Swiggy

Optimising the Swiggy Restaurant app

2024-9-13

Shubham Singla

Photo by Aurélien Dockwiller on Unsplash

Today, I will walk you through a fascinating story about how we scaled up the Swiggy Restaurant Android app from a single-restaurant order flow feature to a multi-restaurant order flow feature in the same Android app by optimising the app in all possible ways—network requests, CPU processing, code cleanups, etc.

Context

Our Restaurant app is built using the react-native framework. The restaurant partner manages the order acceptance, preparation, and the status of being ready for pick up by the Delivery Agent (DE) and other modules on the Order Screen.

We have three mechanisms to ensure the Swiggy Consumer orders are shown in real time on the Swiggy Restaurant app.

We call the Fetch Orders API after receiving the Firebase FCM event. Our backend (BE) system sends multiple FCM events to the frontend (FE) during different stages (New, Confirmed, Prepared, Ready, Delivered) of the order flow.
We call the Fetch Orders API after every X seconds (API Polling)
Manually triggered pull-to-refresh event by the Rx partner

Although our current order flow works smoothly for day-to-day traffic benchmarks, we have observed some opportunities to improve the performance during controlled local testing with 2x or 3x usual traffic. To scale it to 10x or multi outlets, we need to improve the overall app performance

Story Time….😍

In early January 2024, after New Year’s Eve, one of our engineers improved the order flow codebase of our Android app. Previously, every order polling fetched all orders from Java Native to React Native via the RN bridge. Now, only updated or new orders are passed, reducing data transfer and processing in React Native, resulting in a significant performance boost.

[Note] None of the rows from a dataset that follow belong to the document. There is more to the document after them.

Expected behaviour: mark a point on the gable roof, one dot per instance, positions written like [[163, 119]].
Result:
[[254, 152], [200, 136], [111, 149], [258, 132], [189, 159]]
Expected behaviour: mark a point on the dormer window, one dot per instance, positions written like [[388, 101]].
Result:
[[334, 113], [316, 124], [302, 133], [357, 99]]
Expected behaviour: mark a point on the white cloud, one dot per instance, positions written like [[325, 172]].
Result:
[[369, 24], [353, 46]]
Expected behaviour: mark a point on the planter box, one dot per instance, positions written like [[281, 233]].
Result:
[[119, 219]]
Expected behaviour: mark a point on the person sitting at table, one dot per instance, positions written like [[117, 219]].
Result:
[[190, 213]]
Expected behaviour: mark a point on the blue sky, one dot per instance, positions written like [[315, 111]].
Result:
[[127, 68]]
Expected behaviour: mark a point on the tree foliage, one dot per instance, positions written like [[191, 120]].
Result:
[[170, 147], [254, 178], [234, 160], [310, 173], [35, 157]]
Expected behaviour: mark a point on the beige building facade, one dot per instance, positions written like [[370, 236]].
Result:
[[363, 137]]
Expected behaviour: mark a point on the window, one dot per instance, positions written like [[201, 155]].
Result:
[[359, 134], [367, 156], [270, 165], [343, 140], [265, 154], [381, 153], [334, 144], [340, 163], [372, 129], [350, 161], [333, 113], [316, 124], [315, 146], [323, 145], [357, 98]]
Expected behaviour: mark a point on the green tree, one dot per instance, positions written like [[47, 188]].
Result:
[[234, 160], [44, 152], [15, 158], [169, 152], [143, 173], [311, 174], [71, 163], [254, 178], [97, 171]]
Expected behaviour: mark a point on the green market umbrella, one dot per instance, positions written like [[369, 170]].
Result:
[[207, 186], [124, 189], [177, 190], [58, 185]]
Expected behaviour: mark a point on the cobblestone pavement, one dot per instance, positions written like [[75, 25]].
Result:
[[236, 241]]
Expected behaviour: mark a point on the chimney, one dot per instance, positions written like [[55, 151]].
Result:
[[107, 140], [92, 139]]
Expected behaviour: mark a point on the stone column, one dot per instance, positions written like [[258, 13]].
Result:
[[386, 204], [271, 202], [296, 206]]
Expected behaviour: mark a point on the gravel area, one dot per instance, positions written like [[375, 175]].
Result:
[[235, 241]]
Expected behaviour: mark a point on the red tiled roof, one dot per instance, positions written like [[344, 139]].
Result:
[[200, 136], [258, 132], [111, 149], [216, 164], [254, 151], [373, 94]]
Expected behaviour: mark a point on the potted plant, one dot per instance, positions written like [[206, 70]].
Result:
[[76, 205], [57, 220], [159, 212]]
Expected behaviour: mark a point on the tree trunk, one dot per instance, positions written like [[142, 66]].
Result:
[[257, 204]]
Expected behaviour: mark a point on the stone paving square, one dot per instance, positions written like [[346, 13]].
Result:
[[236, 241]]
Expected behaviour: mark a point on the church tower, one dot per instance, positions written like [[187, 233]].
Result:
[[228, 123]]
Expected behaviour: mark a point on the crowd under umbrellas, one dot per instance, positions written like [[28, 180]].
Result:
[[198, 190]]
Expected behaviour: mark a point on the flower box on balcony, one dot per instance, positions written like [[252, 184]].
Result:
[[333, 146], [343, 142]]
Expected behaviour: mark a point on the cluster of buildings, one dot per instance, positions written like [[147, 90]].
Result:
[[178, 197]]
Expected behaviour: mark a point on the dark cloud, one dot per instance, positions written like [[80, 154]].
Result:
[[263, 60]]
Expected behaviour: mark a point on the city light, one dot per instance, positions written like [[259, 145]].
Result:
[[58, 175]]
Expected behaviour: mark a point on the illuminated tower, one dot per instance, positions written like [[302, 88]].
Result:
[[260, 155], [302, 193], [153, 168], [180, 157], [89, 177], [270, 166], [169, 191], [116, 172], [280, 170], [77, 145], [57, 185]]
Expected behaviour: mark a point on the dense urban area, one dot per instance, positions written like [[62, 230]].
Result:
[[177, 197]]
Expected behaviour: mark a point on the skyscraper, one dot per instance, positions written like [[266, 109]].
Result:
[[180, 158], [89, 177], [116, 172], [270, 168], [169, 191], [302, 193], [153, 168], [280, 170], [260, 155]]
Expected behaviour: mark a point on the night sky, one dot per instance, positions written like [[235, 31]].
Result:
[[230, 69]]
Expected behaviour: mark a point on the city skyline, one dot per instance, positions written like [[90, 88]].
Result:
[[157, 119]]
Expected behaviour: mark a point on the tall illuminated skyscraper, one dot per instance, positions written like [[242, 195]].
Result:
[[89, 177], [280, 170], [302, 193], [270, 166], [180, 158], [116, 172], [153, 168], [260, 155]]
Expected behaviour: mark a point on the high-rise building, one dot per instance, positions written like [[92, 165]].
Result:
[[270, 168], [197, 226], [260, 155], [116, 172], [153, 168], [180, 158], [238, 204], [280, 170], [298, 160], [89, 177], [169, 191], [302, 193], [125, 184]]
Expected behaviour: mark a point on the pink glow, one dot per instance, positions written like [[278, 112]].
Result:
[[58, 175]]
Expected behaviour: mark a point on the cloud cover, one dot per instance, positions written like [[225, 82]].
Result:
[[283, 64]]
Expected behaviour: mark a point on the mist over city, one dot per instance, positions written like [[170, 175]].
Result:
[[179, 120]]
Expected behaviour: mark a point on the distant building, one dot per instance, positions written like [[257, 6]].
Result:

Our app used to support a single-outlet order flow, but we need to scale it to handle multiple outlet orders simultaneously. To achieve this, we must identify and implement improvements that will allow us to accommodate this expanded functionality efficiently.

1st attempt 😎🙏

The goal was to improve the Order flow performance by reducing in-efficiencies across CPU, network, and RAM useage.

To begin with, we started debugging and improving basic tasks. I did some warm-up pushups 🏃 before tackling this task. Here’s what we did

Dead Code Removal: We eliminated many dead codes and deprecated feature flags to control feature visibility.
Async Storage Cleanup: Removed unnecessary information saved at app startup.
API Polling Optimisation: Unsubscribed the DE tracking API polling per order level when not on the order flow screen, stopping it from running unnecessarily in other sections.
Polling Interval Adjustment: Increased DE order tracking polling interval from 15 to 30 seconds.
API Interceptor Removal: The API interceptor was removed on the Java native side, reducing CPU load after every API call.
Sentry Optimization: Added character limits to breadcrumb messages sent to Sentry for crash tracking, drastically reducing network data upload.
Event Tracking Cleanup: Removed unnecessary high-frequency business tracking events on order card scrolling.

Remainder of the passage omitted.